PandaPirate Posted November 11, 2007 Author Posted November 11, 2007 The fucked up thing about all of this is that we have a 2 and a half year old daughter. I'm bound to this man for the rest of my life in some form or another. So, I, being the enlightened one, have decided to accept him for who he is, allow him to follow his path until he wakes the fuck up (and I think he will, because he was moving away from xtianity when I met him but his controlling mommy would only pay for him to go to a CHRISTIAN rehab.) I'm not putting expectations on the future. I hope he will snap out of it and I will pray for it. I am still a very spiritual person and I hate to see him this way...with his head up his ass, but he's too smart to buy this bullshit for very long. At least I think he is. I believe it will wear off after awhile. Until them, I'm OUTTA HERE. If he never comes around, that's okay too. I'll live with it. I'll accept it. Because I expect other people to tolerate my beliefs, I choose to tolerate his, even if it has the logical sense of putting a fish on a bicycle. For our daughter's sake, I'm going to choose to be humble and let go of my need to be right or to prove anything to him. I'm at peace with my decision to leave. At least I'm not crying every fifteen minutes anymore.

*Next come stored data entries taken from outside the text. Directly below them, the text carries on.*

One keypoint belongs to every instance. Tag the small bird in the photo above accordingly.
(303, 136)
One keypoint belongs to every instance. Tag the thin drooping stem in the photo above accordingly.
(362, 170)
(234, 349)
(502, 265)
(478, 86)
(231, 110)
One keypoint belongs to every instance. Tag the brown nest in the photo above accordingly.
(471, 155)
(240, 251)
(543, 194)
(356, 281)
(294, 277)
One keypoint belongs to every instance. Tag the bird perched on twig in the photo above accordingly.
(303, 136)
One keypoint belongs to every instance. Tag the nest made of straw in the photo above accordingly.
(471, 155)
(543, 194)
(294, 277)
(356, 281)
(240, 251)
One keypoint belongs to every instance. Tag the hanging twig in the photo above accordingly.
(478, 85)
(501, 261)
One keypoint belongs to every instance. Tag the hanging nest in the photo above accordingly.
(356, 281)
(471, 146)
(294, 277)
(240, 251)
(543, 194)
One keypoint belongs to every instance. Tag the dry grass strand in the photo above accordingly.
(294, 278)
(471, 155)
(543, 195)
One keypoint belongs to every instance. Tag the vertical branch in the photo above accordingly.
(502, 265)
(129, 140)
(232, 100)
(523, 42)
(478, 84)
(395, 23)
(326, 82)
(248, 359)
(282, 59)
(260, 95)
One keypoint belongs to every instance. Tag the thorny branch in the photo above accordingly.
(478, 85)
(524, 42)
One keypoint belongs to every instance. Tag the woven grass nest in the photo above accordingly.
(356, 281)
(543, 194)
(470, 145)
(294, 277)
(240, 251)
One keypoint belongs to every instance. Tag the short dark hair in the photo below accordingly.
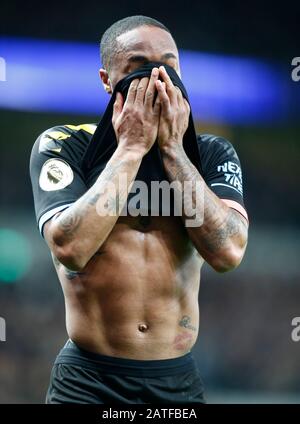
(108, 43)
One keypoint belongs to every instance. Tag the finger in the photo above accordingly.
(132, 91)
(118, 106)
(141, 90)
(162, 94)
(151, 89)
(170, 88)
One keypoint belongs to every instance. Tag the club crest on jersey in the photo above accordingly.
(233, 175)
(55, 175)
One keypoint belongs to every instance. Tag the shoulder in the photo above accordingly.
(56, 138)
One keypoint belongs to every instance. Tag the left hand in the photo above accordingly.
(175, 111)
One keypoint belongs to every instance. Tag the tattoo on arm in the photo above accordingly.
(233, 226)
(72, 274)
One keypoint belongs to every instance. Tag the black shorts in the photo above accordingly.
(79, 376)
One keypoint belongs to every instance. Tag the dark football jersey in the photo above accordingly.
(58, 179)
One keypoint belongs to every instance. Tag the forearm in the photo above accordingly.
(79, 231)
(221, 235)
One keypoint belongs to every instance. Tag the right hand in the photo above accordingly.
(136, 121)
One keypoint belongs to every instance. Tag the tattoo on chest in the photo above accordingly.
(186, 323)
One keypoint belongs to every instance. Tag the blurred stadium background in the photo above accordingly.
(237, 68)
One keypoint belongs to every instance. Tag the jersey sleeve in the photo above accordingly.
(56, 178)
(222, 171)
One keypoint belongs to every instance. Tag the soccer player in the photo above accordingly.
(131, 283)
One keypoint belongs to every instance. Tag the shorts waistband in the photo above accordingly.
(72, 354)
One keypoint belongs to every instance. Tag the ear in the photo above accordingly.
(105, 80)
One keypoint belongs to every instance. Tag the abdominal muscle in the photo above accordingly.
(138, 296)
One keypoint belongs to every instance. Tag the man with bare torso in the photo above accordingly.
(131, 282)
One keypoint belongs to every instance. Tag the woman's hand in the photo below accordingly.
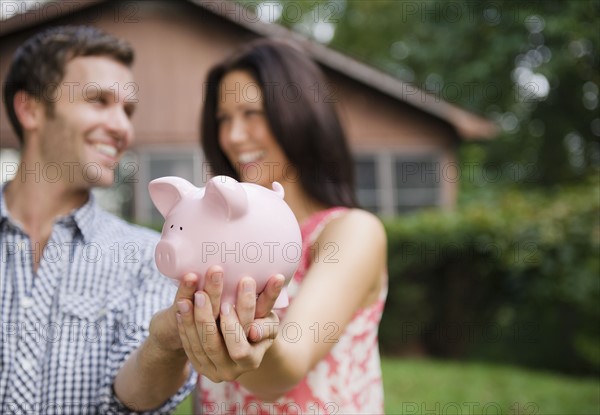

junkpoet Posted November 13, 2007 Posted November 13, 2007 The fucked up thing about all of this is that we have a 2 and a half year old daughter. I'm bound to this man for the rest of my life in some form or another. So, I, being the enlightened one, have decided to accept him for who he is, allow him to follow his path until he wakes the fuck up (and I think he will, because he was moving away from xtianity when I met him but his controlling mommy would only pay for him to go to a CHRISTIAN rehab.) I'm not putting expectations on the future. I hope he will snap out of it and I will pray for it. I am still a very spiritual person and I hate to see him this way...with his head up his ass, but he's too smart to buy this bullshit for very long. At least I think he is. I believe it will wear off after awhile. Until them, I'm OUTTA HERE. If he never comes around, that's okay too. I'll live with it. I'll accept it. Because I expect other people to tolerate my beliefs, I choose to tolerate his, even if it has the logical sense of putting a fish on a bicycle. For our daughter's sake, I'm going to choose to be humble and let go of my need to be right or to prove anything to him. I'm at peace with my decision to leave. At least I'm not crying every fifteen minutes anymore. with kids involved it is a tuff decision. i know it is hard for me to decide what to do. my wife is a xian, im x, and we cant seem to connect anymore. it isnt dramatic fights really, more just silence and lack of any communication. without the drama, i feel almost silly to be considering leaving, but i am. im just worried about our kids.